Mon May 21 11:50:18 EDT 2012

Hi all,

Here's my report on last week's work:

http://csw.github.com/bioruby-maf/blog/2012/05/21/week_2_progress/

This was my second week of work on my GSoC project, and the last week of the ‘community bonding’ period before the official start of coding. A major focus of mine was BioRuby’s phyloXML support; it uses libxml, which has been causing unit test failures under JRuby. In the end, the best course of action seemed to separate the phyloXML support as a separate plugin, which I have done as the bio-phyloxml gem. This will remove BioRuby’s dependency on XML libraries entirely and that JRuby issue along with it. At the same time, users of the phyloXML code should be able to continue using it with no substantive changes.

Separately, I began porting this phyloXML code to use Nokogiri instead of libxml-ruby, but ran into difficulties with this effort. While it is possible, and the library APIs are very similar, the code uses relatively low-level XML processing APIs in ways that seem to be sensitive to subtle differences in text node and namespace semantics between the two libraries. Substantial restructuring of the code and the addition of quite a few unit tests might be necessary to carry out such a port with confidence that the resulting code would work well.

Also, someone else submitted a JRuby patch for JRUBY-6658, one of the major causes of BioRuby’s unit test failures with JRuby; once a fix is integrated, we’ll be close to having all the tests passing under JRuby.

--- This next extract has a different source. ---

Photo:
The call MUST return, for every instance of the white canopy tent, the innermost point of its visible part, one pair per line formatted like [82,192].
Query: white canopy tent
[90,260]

I identified another JRuby bug, JRUBY-6666, causing several unit test failures. This one affects BioRuby’s code for running external commands, so it would be likely to be encountered in production use. For this one, I also worked up a patch.

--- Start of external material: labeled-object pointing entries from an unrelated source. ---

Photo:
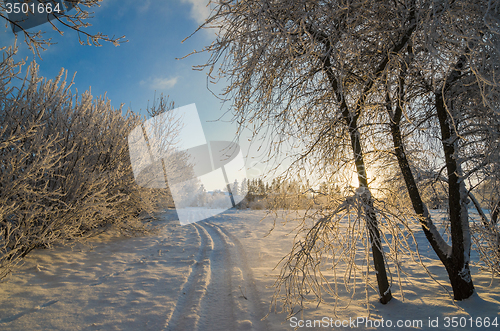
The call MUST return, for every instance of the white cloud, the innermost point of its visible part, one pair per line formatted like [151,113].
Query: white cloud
[199,10]
[160,83]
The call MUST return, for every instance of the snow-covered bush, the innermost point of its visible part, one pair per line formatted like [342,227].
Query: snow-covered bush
[65,171]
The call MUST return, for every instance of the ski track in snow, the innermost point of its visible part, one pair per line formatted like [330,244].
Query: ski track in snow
[220,292]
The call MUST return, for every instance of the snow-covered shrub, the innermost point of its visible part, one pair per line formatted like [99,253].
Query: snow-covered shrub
[65,171]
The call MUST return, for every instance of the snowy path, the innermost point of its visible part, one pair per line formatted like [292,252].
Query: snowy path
[220,290]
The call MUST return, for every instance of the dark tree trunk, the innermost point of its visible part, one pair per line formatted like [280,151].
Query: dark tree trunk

I also spent some time preparing a performance testing environment, for evaluating existing MAF implementations as well as my own. This will be important, since I will be considering the use of an existing C parser. I will also want to ensure that the performance of my code is competitive with the alternatives. Lacking any hardware more powerful than a MacBook Air, I am setting this up with Amazon EC2. To simplify environment setup, I’ll be using Chef. I’ve already set up a Chef repository with configuration logic, and some rudimentary code to streamline launching Ubuntu machines on EC2 and bootstrapping a Chef environment. To save money, I plan to make use of EC2 Spot Instances, which are perfect for instances that only need to run for a few hours for batch tasks.

Clayton Wheeler
cswh at umich.edu